Security


India: Fresh protests continue in Kashmir




Srinagar, 13 August (AKI) - Protests continued in Indian-controlled Kashmir on Wednesday as people mourned the death of 14 Muslims who were shot by police on Tuesday.

Gunfire could be heard in the main city of Srinagar, as a large number of Indian police and army struggled to enforce a curfew.

A three-day mourning period has been called for the deaths of at least 21 people at the hands of Indian police and army this week.

On Tuesday, riots broke out after police clashed with 20,000 Muslim protesters who defied a curfew in the towns of Bandipora and Srinagar as they attempted to halt several Muslim demonstrations in restive Kashmir.

The town of Kishtwar near Kashmir, also witnessed unrest after a grenade explosion and police firing on a curfew-defying mob during which several private houses, shops and other property were burnt and plundered, forcing the authorities to call in the Army to enforce curfew.
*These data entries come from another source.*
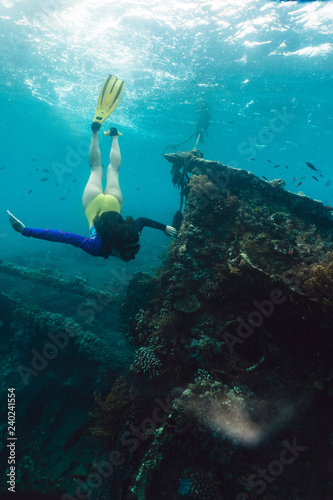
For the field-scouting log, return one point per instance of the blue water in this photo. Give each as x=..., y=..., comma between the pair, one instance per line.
x=253, y=60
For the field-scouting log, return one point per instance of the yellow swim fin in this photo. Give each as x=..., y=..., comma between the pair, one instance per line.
x=108, y=98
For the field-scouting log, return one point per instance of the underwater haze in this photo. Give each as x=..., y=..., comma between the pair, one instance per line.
x=187, y=372
x=252, y=60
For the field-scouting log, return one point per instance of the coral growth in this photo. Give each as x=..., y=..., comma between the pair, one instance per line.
x=106, y=418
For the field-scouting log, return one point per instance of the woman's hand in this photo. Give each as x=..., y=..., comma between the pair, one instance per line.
x=16, y=224
x=170, y=231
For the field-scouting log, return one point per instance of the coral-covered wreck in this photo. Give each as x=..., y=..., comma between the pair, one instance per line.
x=229, y=394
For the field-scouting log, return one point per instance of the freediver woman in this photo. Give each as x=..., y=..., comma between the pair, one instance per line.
x=109, y=232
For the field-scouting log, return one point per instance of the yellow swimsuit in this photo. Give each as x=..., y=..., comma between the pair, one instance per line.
x=101, y=203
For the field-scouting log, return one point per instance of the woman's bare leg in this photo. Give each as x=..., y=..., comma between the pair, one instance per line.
x=112, y=174
x=94, y=184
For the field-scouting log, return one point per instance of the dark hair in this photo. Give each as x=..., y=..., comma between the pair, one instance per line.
x=115, y=231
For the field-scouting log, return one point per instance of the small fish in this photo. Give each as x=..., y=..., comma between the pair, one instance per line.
x=311, y=166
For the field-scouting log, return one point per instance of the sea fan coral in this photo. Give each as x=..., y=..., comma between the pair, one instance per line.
x=319, y=285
Reports said activists of some right-wing groups allegedly torched shops and houses of the Muslim community, which retaliated by targeting a shop line owned by Hindu traders in similar fashion, reported Indian daily The Asian Age.

Several cars and petrol pumps, besides Muslim and Hindu property was also attacked by rival mobs, according to reports confirmed by local officials.

A probe into the incidents has been ordered by the district magistrate, according to the reports.

A 12-year-old domestic help was reportedly shot dead by unidentified assailants at point blank range.

The protest follow the killing on Monday of five Kashmiri protesters by Indian security forces. Prominent Kashmiri separatist leader Sheikh Abdul Aziz was among the victims.

The riots were sparked by a row over land that began in June when the state government said it would grant 40 hectares of land to a Hindu shrine board in the Kashmir valley.

Reportedly, the land handed over was being used for temporary accommodation for hundreds of thousands of Hindu pilgrims who visit the shrine every year located in a mountain cave.

The government later scrapped the measure after protests by the Muslim majority.

Muslims say that the decision was taken in order to alter the demographic balance in Indian-administered Kashmir, which is the country's only Muslim-majority state.

India and Pakistan both claim sovereignty over the entire region and have fought two wars over Kashmir. About 70 percent of the population is Muslim and the rest Hindus, Sikhs and Buddhists.